Notably, although the CS/DS isomer composition in individuals with IBD in CR at follow up is similar to that of controls, there is persistent hypersulfation present even when CR is achieved, mostly driven by a less dramatic reduction in the pro-inflammatory disulfated CS-E isomer (4S6S). The degree of sulfation therefore may serve as a disease biomarker. Further studies are warranted to follow individuals longitudinally and determine whether the degree of sulfation or the abundance of CS-E is associated with a higher likelihood of disease relapse. Our results also point to a threshold abundance of CS-A above 77% as predictive of CR. CS-A abundance, therefore, may serve as a biomarker for response to therapy and sustained CR, although additional studies are indicated to probe this association further. There is clear potential for the CS/DS-GAG sulfation signature to serve as a disease biomarker in IBD, which can guide treatment decisions and timing of repeat endoscopic evaluation.
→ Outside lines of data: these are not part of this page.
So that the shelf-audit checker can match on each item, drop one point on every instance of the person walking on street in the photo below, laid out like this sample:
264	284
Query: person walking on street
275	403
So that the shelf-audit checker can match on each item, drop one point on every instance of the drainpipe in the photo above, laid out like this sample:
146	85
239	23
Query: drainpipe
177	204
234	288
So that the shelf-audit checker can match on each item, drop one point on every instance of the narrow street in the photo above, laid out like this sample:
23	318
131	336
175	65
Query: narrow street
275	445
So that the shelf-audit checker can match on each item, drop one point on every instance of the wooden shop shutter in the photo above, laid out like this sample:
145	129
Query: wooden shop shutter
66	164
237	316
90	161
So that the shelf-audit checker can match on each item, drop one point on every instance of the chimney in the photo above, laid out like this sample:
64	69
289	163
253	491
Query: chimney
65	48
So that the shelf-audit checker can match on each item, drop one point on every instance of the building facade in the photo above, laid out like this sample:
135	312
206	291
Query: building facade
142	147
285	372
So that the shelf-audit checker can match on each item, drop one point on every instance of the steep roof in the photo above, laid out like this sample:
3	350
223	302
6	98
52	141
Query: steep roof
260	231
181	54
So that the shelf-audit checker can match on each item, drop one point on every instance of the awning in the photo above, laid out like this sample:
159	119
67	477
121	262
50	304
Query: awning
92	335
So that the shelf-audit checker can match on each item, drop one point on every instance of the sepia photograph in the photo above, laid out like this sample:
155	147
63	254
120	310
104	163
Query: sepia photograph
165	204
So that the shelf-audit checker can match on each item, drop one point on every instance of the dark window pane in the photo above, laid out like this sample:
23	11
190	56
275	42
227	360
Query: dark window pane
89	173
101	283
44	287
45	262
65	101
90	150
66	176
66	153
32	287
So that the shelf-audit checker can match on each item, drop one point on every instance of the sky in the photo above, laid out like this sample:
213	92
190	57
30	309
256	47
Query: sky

A key question raised by these findings is whether observed changes in CS/DS isomer composition contribute to IBD pathology and are therefore also a potential therapeutic target, or instead are only a byproduct of active IBD inflammation. While additional work is needed to establish causality, it is noteworthy that the abundance of pro-stabilizing CS/DS isomers (CS-A and DS) correlated inversely with both pathologic severity and clinical IBD scores, while the abundance of pro-inflammatory isomers (CS-C and CS-E) correlated positively with these markers of IBD activity. These observations are suggestive of an intricate link between altered intestinal ECM structure and function (and CS/DS isomers, in particular) and the underlying disease process. Preclinical data from rodent studies provides further support that CS as part of the ECM plays an active role in IBD. Specifically, in rats, oral CS administration (a combination of CS isomers, predominantly CS-A), improves clinical and histologic outcomes in a dextran sodium sulfate colitis (DSS) model of IBD.55 Notably, this effect was more robust and effective compared to animals receiving 5-aminosalysilic acid administration, a current first line therapy for mild to moderate UC.55 Additionally, DSS colitis outcomes in mice were found to be improved in response to an siRNA-based strategy that altered sulfotransferase enzymatic activity, thereby reducing the abundance of pro-inflammatory CS-E in the colon.36 Similar outcomes are reported in cardiac tissue, where targeted administration of the stable DS isomer following a cardiac ischemic event was effective in preventing reperfusion inflammation injury.54
In summary, our mass spectrometry analysis decodes the CS/DS-GAG sulfation signature of the human intestine for the first time and reveals pathogenic changes of CS/DS-GAG composition in areas of inflamed bowel in IBD, with pro-inflammatory isomers displacing pro-stabilizing isomers. As these ECM changes are both strongly associated with disease activity and reversed by effective IBD treatment, a priority for future studies is to determine 1) the extent to which reversal of pathogenic intestinal ECM compositional changes can improve IBD outcomes without immunosuppression, and 2) whether the intestinal CS/DS-GAG sulfation signature can be monitored as a biomarker of IBD activity.